Jones, the top male singer in country music, married country music's hottest new female artist Tammy Wynette in 1969. He soon joined Wynette's label, Epic, where he enjoyed a successful 20-year association with producer Billy Sherrill. He hit #1 in the '70s with "The Grand Tour" and "The Door," both in 1974. His marriage to Wynette was stormy but in the recording studio they were the perfect duet partners, hitting #1 with "We're Gonna Hold On" in 1974 and, coinciding with their 1976 divorce, "Golden Ring" and "Near You."
Jones kicked off the 1980's with one of the all-time great country records, "He Stopped Loving Her Today," which won him Single of the Year honors from the CMA in 1980 and again in 1981. He won virtually every award available for that song including the Grammy and the song remained #1 for 18 weeks. His hits continued throughout the decade and his video for "Who's Gonna Fill Their Shoes" won the CMA's Video of the Year award in 1986.

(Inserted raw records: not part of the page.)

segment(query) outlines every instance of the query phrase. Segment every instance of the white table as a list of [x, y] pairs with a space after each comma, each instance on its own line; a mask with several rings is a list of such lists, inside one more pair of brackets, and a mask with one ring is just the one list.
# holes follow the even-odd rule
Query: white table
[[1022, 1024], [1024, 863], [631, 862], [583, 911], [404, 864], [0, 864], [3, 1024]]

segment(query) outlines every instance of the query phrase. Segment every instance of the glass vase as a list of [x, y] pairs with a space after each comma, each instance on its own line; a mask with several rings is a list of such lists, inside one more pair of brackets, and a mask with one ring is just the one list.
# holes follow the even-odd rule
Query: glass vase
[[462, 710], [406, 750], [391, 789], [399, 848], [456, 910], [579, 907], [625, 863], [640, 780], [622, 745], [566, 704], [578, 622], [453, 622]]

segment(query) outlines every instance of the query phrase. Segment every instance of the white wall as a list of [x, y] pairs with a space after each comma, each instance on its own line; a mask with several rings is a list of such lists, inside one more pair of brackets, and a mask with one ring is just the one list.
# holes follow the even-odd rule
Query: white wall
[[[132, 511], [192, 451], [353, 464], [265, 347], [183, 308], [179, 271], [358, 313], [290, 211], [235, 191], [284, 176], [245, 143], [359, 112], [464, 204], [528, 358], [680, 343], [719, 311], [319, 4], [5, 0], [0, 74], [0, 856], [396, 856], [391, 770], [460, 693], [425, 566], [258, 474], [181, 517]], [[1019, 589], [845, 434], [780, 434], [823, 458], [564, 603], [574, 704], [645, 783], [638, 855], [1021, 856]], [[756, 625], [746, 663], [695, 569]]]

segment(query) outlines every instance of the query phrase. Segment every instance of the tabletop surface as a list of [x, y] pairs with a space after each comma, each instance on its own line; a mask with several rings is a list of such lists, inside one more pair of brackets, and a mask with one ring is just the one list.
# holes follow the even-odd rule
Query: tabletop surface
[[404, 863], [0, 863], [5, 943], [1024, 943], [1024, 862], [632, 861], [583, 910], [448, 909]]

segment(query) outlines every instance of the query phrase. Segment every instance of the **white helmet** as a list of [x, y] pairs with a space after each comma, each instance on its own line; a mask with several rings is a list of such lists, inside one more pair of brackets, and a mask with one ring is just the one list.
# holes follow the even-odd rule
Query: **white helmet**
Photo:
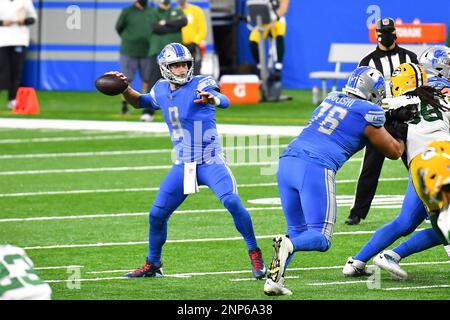
[[358, 67], [352, 72], [345, 91], [376, 104], [381, 104], [381, 100], [386, 97], [383, 75], [377, 69], [368, 66]]
[[[170, 65], [177, 62], [186, 62], [188, 65], [188, 72], [185, 77], [179, 77], [170, 71]], [[170, 43], [161, 50], [158, 55], [158, 65], [164, 79], [183, 85], [191, 81], [194, 73], [194, 59], [188, 48], [180, 43]]]
[[425, 49], [419, 57], [419, 64], [428, 74], [450, 80], [450, 48], [435, 46]]

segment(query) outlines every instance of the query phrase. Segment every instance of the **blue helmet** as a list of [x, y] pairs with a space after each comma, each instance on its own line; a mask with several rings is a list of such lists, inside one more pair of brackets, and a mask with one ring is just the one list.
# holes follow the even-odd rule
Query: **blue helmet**
[[428, 74], [450, 80], [450, 48], [446, 46], [427, 48], [420, 55], [419, 63]]
[[345, 91], [358, 98], [381, 104], [386, 97], [384, 77], [372, 67], [358, 67], [348, 78]]
[[[179, 77], [170, 71], [169, 66], [177, 62], [187, 63], [188, 72], [186, 76]], [[164, 79], [180, 85], [191, 81], [194, 73], [194, 59], [192, 58], [191, 53], [188, 48], [176, 42], [166, 45], [164, 49], [161, 50], [161, 53], [158, 55], [158, 65]]]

In 1991, Jones signed with MCA Records, an event MCA Nashville President Tony Brown said was "like signing Elvis." In 1992 the CMA recognized Jones' monumental career by induction him into the Country Music Hall of Fame. He recorded High-Tech Redneck and the highly acclaimed acoustic album The Bradley Barn Sessions for MCA. In 1995, Jones and Tammy Wynette were reunited for a new CD entitled One and toured together for the first time in twenty years. Thankfully, George and Tammy had found friendship and peace in their relationship before the First Lady of Country Music unexpectedly passed away in 1998.
In 1996, Jones told his life story in the book I LIVED TO TELL IT ALL, which went to #6 on The New York Times bestseller list. As country fans were reading about his infamous past, he drew from his musical past in putting together his last CD for MCA, also entitled I Lived To Tell It All.